Wait For It! Trump Tapped Congressman to Become the Next 'Drug Czar'

Wait For It! Trump Tapped Congressman to Become the Next ‘Drug Czar’ April 12, 2017
By Alex Keown, BioSpace.com Breaking News Staff

WASHINGTON – President Donald Trump hopes to take on the opioid epidemic sweeping parts of America and has tapped U.S. Rep. Tom Marino, a Pennsylvania Republican, to head up the Office of National Drug Control Policy.

Marino serves a district that has been hard-hit by the opioid epidemic, Stat News reported and was the author of a controversial law that increases collaboration between the Drug Enforcement Agency and prescription drug providers. What makes the bill controversial is critics have argued the bill, called the “Ensuring Patient Access and Effective Drug Enforcement Act of 2015” and signed into law last year by former President Barack Obama, inhibits the ability of the DEA to go after corporate drug distributors who have benefitted from opioid drugs. Critics said the law requires the DEA to go through a new process before it can shut down offenders’ distribution pipelines that contributed to the illegal sale of prescription opioids by providing a 30-day window to correct violations. At the time the bill was signed into law, Marino said prescription drug abuse was a serious epidemic in the United States and he looked forward to the way the law will help fight that abuse.

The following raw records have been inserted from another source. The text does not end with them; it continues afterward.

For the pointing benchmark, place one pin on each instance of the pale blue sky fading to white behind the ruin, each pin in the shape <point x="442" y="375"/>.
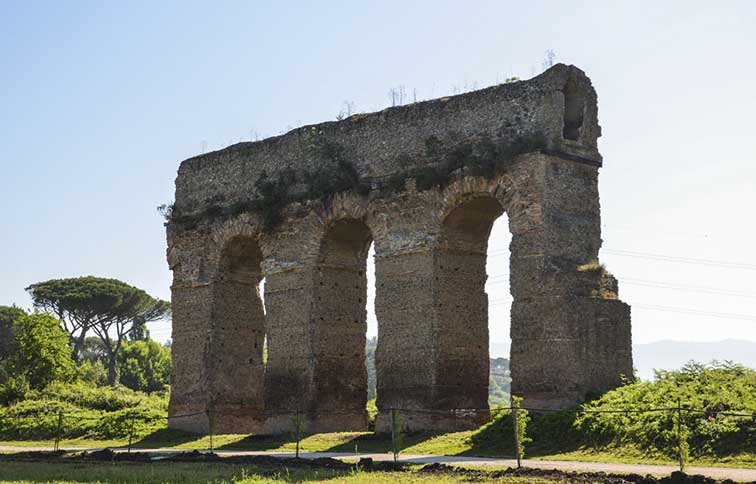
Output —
<point x="102" y="100"/>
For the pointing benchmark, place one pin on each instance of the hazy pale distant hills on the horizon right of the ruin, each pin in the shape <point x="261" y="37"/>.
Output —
<point x="671" y="355"/>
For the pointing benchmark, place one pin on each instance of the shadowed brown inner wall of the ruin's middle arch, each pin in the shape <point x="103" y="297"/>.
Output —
<point x="339" y="330"/>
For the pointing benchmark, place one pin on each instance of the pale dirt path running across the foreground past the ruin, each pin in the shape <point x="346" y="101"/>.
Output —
<point x="736" y="474"/>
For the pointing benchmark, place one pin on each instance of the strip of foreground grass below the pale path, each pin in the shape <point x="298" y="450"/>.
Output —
<point x="93" y="473"/>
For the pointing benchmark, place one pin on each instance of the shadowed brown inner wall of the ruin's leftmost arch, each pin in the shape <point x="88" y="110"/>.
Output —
<point x="237" y="338"/>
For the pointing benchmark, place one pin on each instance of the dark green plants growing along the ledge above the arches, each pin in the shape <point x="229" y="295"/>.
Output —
<point x="335" y="173"/>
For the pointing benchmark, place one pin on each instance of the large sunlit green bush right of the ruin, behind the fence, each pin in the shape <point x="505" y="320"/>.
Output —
<point x="712" y="388"/>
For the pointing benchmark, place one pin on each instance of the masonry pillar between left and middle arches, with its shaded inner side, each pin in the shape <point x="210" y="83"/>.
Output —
<point x="316" y="330"/>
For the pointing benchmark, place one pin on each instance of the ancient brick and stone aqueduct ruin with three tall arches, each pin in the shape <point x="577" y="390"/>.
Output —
<point x="425" y="183"/>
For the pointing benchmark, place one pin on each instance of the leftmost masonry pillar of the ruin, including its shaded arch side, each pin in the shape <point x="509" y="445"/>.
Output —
<point x="218" y="336"/>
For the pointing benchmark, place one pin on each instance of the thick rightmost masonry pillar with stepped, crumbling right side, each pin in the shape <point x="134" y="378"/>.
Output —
<point x="570" y="334"/>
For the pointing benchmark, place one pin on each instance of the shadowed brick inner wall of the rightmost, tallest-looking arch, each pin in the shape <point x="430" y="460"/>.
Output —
<point x="464" y="365"/>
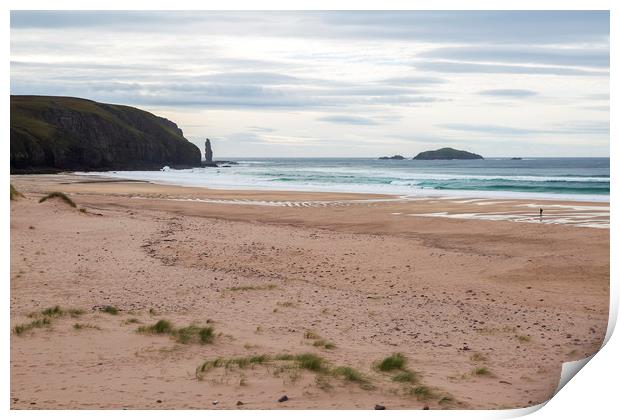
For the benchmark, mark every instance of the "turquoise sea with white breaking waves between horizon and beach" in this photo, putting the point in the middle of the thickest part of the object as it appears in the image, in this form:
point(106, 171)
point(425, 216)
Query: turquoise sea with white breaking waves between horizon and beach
point(580, 179)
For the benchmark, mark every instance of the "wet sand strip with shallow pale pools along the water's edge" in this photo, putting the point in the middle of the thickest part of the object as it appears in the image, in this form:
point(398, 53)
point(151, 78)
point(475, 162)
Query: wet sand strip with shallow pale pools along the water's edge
point(588, 214)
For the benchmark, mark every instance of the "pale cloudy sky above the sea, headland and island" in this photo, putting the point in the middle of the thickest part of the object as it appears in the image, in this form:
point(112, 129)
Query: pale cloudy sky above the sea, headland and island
point(359, 84)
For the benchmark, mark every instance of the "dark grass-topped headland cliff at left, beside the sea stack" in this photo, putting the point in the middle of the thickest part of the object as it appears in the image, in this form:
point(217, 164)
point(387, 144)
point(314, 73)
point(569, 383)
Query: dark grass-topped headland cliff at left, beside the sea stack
point(51, 134)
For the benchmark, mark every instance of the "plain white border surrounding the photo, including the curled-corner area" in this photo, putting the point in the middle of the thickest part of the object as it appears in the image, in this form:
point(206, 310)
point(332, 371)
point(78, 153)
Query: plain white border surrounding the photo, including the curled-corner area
point(593, 394)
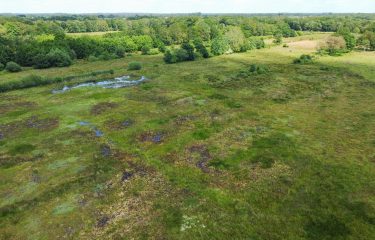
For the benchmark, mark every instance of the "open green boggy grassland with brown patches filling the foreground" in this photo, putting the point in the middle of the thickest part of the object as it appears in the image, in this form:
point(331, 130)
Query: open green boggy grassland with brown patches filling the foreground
point(202, 150)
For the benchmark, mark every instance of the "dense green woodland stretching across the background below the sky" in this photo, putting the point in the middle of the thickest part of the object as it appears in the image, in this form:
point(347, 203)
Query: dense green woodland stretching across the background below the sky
point(43, 42)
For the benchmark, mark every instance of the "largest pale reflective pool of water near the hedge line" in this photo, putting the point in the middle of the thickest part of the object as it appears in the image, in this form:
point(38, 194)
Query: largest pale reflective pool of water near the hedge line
point(119, 82)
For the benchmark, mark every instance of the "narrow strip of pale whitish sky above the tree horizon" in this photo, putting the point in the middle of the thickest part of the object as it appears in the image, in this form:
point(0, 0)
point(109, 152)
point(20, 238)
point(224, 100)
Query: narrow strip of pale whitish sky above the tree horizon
point(185, 6)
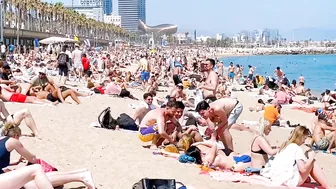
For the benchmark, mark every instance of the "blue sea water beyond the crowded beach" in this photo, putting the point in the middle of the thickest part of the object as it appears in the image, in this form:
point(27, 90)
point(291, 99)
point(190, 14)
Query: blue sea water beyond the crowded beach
point(319, 71)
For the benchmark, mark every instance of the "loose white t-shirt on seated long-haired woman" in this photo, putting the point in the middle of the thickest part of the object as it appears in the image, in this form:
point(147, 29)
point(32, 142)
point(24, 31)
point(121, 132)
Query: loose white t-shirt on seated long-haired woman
point(284, 169)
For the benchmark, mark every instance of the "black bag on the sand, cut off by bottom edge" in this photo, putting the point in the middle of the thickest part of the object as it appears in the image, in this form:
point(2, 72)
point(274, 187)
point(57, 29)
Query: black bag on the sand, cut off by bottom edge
point(155, 183)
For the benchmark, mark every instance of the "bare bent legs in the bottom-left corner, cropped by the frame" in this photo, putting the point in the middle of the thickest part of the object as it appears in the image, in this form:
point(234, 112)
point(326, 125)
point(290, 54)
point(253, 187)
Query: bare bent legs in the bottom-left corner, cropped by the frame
point(18, 178)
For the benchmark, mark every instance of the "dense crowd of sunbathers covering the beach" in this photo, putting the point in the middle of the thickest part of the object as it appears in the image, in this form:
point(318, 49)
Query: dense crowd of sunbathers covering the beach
point(172, 122)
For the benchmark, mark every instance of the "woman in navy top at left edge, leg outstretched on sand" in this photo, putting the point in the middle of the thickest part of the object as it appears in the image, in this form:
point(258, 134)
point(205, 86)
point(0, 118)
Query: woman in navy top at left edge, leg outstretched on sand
point(10, 141)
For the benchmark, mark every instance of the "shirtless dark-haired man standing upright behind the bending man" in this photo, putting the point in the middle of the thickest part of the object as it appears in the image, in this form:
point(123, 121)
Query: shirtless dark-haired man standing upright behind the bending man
point(210, 85)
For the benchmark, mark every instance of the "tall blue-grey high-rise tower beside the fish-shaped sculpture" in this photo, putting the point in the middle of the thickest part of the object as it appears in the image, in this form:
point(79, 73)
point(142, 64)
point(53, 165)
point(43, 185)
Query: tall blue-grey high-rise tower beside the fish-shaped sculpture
point(131, 11)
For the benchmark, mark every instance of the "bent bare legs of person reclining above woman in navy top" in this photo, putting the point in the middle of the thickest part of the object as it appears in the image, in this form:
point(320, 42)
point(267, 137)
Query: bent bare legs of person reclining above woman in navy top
point(25, 114)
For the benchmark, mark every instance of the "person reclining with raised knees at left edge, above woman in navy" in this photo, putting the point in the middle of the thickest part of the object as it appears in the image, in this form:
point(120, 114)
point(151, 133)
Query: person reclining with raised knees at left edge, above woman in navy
point(17, 117)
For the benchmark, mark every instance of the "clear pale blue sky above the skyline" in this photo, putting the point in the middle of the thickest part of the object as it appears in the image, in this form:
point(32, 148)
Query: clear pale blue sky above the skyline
point(231, 16)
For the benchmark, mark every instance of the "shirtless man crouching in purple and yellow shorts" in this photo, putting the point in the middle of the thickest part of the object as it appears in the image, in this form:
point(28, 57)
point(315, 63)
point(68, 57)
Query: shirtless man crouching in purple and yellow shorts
point(153, 126)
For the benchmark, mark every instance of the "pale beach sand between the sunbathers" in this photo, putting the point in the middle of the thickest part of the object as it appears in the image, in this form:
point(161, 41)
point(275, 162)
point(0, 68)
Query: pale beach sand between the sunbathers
point(117, 158)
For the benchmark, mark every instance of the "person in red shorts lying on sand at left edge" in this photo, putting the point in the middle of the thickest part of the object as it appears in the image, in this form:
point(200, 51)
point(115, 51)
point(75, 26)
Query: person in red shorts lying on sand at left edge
point(7, 95)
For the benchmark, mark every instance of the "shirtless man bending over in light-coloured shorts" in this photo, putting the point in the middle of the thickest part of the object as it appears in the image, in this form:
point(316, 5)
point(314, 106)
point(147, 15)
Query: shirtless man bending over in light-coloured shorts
point(221, 115)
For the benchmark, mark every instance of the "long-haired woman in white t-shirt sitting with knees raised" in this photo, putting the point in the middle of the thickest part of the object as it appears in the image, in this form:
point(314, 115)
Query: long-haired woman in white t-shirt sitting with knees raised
point(291, 167)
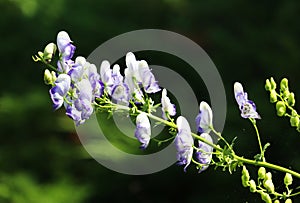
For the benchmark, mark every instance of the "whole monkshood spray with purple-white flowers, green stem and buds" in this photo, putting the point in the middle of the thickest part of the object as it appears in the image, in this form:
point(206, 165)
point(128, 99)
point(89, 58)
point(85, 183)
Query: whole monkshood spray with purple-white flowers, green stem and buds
point(81, 90)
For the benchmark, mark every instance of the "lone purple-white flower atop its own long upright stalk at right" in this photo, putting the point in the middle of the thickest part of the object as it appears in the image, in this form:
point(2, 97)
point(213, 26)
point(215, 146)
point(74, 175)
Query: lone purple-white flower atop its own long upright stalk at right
point(247, 107)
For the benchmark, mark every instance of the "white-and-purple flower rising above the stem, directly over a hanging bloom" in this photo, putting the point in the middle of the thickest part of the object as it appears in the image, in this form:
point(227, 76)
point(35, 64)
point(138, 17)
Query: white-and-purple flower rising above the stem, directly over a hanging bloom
point(204, 118)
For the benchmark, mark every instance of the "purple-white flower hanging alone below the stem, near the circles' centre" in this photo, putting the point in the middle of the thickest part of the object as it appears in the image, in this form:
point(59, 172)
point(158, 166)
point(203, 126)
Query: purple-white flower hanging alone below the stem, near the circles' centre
point(143, 129)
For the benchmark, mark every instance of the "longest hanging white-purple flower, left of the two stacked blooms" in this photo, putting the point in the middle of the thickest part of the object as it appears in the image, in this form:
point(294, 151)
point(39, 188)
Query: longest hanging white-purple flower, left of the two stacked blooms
point(184, 142)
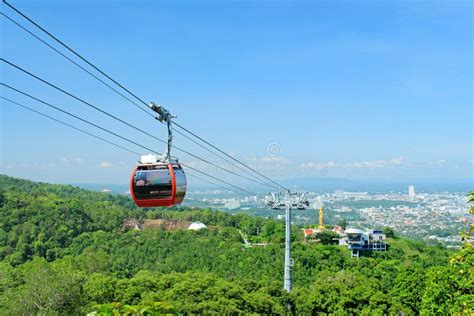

Marino has not yet resigned his seat in the House of Representatives, but Stat said he is reportedly filling out the paperwork to step down and take on the position within the Trump administration. Earlier this year Trump tapped Gov. Chris Christie of New Jersey to helm a federal commission to combat opioid abuse. CBS reported that the Office of National Drug Control Policy will provide the administrative support for the commission.

Opioid addiction has reached epidemic proportions in the United States. According to the U.S. Department of Health and Human Services, 78 Americans die daily from opioid overdoses.

Several drug companies that manufacture opioid drugs to combat chronic pain have been under fire for commercial practices that critics maintain have helped exacerbate the opioid problem in America. Several former employees of Arizona-based Insys are facing charges they falsified data in order to sell more of its painkiller, Subsys, a drug containing the addictive fentanyl. The Southern Investigative Reporting Foundation reported the FDA’s Adverse Events Reporting System lists 203 deaths where medical providers fingered Subsys as the probable candidate for triggering an adverse reaction.

In September 2016, Stat News produced a shocking expose on sales associates working with Abbott Laboratories may have played a key role in the opioid epidemic in America due to the “aggressive tactics” reps used when it marketed Purdue Pharma’s OxyContin from 1996 to 2002. Stat said Abbott “heavily incentivized” its sales team with luxury vacations and cash bonuses of up to $20,000 to push OxyContin—a drug that has become one of the most abused pain treatments in the United States.